Daher liegt es auf der Hand, dass kreatives Potenzial im Unternehmen gefördert und gut genutzt werden muss.
Dieser These wird kaum jemand widersprechen, denn Kreativität gilt als gut und nützlichund daher kann die mit der Forderung nach “mehr Kreativität” nahezu nichts falsch gemacht werden.
Dennoch gibt es ein Dilemma!
Eine „Kultur der Kreativität“ im Unternehmen zu schaffen, in der sich Ideen entwickeln können ist gar nicht so schwer. Kreativität entsteht durch Freiräume, intensive Kommunikation über Bereichsgrenzen hinweg, in Frage stellen von Vorhandenem, Nutzung von Diversität etc.
Nur, von Ideen alleine kann kein Unternehmen existieren
(es sei denn das explizite Geschäftsmodell besteht daraus Ideen zu verkaufen).
Irgendwann sind Entscheidungen erforderlich. um aus der Vielzahl der Möglichkeiten die richtige Idee zur Umsetzung auszuwählen. Es sind die Stärke und das Wissen erforderlich, eine gute Idee zur Realität werden zu lassen und ihr den Weg in den Markt zu ebnen.
Dabei werden zwar auch immer wieder gute Ideen gebraucht, aber die Merkmale der kreative Persönlichkeit müssen doch etwas in den Hintergrund treten, da zur Umsetzung andere Persönlichkeits- und Strukturmerkmale wichtiger sind.
Wie sollte denn z.B. je etwas umgesetzt werden können, wenn immer wieder alles von Neuem hinterfragt wird und immer neue Ideen hinzukommen. Das neue Produkt oder der neue Prozess würden in einer Art “kreativen Endlosschleife” stecken bleiben
Dies stellt aus meiner Sicht ein Dilemma der Kreativität dar. Wir brauchen Kreativität in einem gesunden Masse, um Ideen zu finden und auch um (täglich) auftretende Probleme zu lösen. Um aber letztlich die Ideen zu erfolgreicher Wirklichkeit werden zu lassen, sind wieder andere Stärken wie z.B. Disziplin, Durchsetzungsvermögen, ja sogar das fast schon kreativitätsfeindliche Arbeiten nach Standards erforderlich.

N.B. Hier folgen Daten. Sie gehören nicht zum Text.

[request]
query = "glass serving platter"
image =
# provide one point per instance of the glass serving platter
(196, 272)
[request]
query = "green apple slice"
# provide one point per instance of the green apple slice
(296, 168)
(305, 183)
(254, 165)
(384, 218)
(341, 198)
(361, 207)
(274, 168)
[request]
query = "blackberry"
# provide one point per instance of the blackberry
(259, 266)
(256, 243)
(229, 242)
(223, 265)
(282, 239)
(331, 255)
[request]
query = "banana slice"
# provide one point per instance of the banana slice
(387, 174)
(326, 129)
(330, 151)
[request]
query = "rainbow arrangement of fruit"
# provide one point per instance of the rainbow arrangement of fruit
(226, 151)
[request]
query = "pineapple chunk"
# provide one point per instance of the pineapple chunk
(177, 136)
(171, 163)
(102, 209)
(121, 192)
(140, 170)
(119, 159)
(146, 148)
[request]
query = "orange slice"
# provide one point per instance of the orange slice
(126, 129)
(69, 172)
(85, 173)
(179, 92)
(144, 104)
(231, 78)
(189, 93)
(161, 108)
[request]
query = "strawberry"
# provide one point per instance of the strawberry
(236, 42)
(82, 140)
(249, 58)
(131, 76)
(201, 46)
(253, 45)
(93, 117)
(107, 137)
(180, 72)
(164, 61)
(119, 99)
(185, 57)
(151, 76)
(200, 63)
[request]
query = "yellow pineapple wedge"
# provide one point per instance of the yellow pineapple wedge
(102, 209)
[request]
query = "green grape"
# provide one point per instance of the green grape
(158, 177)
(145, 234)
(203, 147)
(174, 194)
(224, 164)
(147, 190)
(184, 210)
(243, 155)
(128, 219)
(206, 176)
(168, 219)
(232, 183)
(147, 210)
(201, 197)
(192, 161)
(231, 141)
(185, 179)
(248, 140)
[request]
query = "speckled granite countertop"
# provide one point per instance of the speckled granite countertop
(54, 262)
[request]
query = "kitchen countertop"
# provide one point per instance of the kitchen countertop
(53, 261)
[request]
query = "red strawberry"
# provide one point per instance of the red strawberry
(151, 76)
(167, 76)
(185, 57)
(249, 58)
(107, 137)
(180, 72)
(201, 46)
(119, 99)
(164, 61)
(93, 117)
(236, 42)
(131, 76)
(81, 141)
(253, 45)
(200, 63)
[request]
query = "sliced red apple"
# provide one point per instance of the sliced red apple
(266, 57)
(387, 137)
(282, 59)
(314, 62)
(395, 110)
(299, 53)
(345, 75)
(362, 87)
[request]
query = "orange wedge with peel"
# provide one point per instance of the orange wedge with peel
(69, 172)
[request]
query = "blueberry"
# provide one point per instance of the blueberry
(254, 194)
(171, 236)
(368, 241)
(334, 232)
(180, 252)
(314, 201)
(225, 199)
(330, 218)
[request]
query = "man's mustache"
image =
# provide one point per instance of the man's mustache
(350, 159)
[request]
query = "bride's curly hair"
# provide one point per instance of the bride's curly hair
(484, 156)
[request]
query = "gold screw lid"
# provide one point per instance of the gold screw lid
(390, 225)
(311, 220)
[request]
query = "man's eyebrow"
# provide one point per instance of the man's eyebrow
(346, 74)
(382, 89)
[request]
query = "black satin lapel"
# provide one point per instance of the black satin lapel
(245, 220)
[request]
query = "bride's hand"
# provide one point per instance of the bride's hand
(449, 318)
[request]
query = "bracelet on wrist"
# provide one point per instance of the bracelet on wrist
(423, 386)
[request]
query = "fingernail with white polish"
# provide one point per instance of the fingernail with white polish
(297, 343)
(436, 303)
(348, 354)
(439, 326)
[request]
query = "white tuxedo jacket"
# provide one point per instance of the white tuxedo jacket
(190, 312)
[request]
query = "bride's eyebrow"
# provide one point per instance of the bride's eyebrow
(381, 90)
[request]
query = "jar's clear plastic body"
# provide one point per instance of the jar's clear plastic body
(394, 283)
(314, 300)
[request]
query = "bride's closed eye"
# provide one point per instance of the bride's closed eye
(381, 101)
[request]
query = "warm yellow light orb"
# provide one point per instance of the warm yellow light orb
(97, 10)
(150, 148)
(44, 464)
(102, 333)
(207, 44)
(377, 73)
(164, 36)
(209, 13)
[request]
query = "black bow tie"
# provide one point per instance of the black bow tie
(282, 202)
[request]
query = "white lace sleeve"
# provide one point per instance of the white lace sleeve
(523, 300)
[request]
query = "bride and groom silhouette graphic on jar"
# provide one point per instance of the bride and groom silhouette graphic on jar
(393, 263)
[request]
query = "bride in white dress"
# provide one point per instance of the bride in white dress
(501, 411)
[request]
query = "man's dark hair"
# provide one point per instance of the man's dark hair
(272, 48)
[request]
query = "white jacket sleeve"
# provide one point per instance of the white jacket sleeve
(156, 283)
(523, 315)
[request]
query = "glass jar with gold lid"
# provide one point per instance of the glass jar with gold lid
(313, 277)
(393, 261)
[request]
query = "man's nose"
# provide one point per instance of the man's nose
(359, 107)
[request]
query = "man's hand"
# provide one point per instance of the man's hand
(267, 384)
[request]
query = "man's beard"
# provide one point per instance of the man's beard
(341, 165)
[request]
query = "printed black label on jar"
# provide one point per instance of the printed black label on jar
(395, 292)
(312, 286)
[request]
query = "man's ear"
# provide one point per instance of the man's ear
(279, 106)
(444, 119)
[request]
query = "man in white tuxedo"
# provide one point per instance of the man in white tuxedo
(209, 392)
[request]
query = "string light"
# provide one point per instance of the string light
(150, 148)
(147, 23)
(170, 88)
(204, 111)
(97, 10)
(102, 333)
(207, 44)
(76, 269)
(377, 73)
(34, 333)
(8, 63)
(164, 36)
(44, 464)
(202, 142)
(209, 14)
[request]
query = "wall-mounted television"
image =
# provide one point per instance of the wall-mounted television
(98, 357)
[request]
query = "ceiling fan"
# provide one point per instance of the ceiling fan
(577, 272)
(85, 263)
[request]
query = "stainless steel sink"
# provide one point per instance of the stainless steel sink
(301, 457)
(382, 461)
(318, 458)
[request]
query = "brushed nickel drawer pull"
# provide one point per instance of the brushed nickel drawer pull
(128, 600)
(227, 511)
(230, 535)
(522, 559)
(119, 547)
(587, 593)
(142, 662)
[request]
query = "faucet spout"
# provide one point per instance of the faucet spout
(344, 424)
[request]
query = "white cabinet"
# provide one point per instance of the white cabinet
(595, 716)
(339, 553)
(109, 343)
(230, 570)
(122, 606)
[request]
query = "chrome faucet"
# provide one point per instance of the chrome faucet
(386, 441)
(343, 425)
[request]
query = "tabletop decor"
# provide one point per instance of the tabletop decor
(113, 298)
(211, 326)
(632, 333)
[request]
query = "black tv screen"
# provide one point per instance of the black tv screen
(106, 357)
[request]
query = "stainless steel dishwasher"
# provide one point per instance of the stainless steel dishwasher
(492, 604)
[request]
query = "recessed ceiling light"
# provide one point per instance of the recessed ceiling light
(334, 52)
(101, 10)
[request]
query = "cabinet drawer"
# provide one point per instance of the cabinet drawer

Wie schon im früheren Beitrag (Kreativität und Innovation) schon beschrieben , liegt der wichtige Unterschied zwischen Kreativität und Innovation in der Umsetzung.
Daher brauchen wir in den Unternehmen eine „Kultur der Innovation“, die es schafft, die teils widersprüchlichen Anforderungen zwischen Freiräumen und standardisiertem Arbeiten, Ideenentwicklung und Umsetzung, in einem gesunden Verhältnis zu etablieren.
Kreativität braucht Ruhephasen, in denen die erdachten Lösungen reifen können.